Let $X$ be a discrete random variable with the geometric distribution with parameter $p$.

Formulation 1

$\map X \Omega = \set {0, 1, 2, \ldots} = \N$

$\map \Pr {X = k} = \paren {1 - p} p^k$

Then the variance of $X$ is given by:

$\var X = \dfrac p {\paren {1-p}^2}$

Formulation 2

$\map X \Omega = \set {0, 1, 2, \ldots} = \N$

$\map \Pr {X = k} = p \paren {1 - p}^k$

Then the variance of $X$ is given by:

$\var X = \dfrac {1 - p} {p^2}$

Proof

From Variance of Discrete Random Variable from PGF:

$\var X = \map {\Pi_X} 1 + \mu - \mu^2$

where $\mu = \expect X$ is the expectation of $X$.

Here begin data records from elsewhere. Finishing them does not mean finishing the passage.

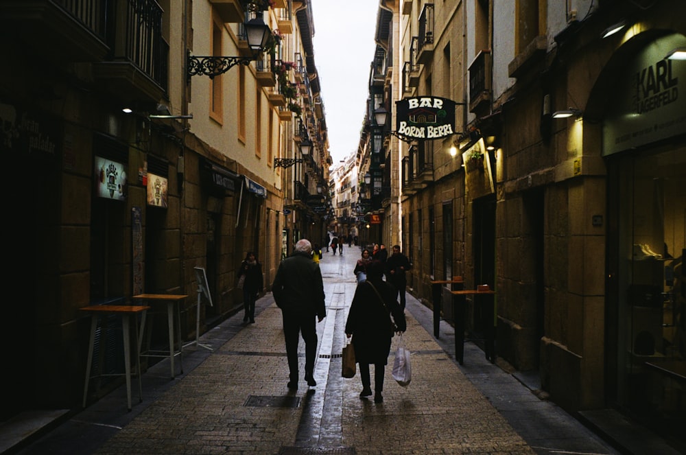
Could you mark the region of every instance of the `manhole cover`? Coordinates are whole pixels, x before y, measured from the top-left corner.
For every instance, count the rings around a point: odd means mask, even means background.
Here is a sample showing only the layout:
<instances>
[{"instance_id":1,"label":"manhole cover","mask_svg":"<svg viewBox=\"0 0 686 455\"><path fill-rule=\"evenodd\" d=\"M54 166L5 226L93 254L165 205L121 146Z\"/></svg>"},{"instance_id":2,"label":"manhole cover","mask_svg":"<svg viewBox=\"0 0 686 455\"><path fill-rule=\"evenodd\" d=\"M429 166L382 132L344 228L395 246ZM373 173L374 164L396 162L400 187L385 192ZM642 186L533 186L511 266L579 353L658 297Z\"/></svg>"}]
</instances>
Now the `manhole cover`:
<instances>
[{"instance_id":1,"label":"manhole cover","mask_svg":"<svg viewBox=\"0 0 686 455\"><path fill-rule=\"evenodd\" d=\"M278 455L355 455L355 448L351 447L283 447Z\"/></svg>"},{"instance_id":2,"label":"manhole cover","mask_svg":"<svg viewBox=\"0 0 686 455\"><path fill-rule=\"evenodd\" d=\"M256 408L297 408L300 406L300 397L250 395L243 406Z\"/></svg>"}]
</instances>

From the Probability Generating Function of Geometric Distribution:

$\map {\Pi_X} s = \dfrac q {1 - p s}$

where $q = 1 - p$.

From Expectation of Geometric Distribution:

$\mu = \dfrac p q$

From Derivatives of PGF of Geometric Distribution:

$\map {\Pi_X} s = \dfrac {2 q p^2} {\left({1 - ps}\right)^3}$

Putting $s = 1$ using the formula $\map {\Pi_X} 1 + \mu - \mu^2$:

$\var X = \dfrac {2 q p^2} {\paren {1 - p}^3} + \dfrac p q - \paren {\dfrac p q}^2$

and hence the result, after some algebra.

$\blacksquare$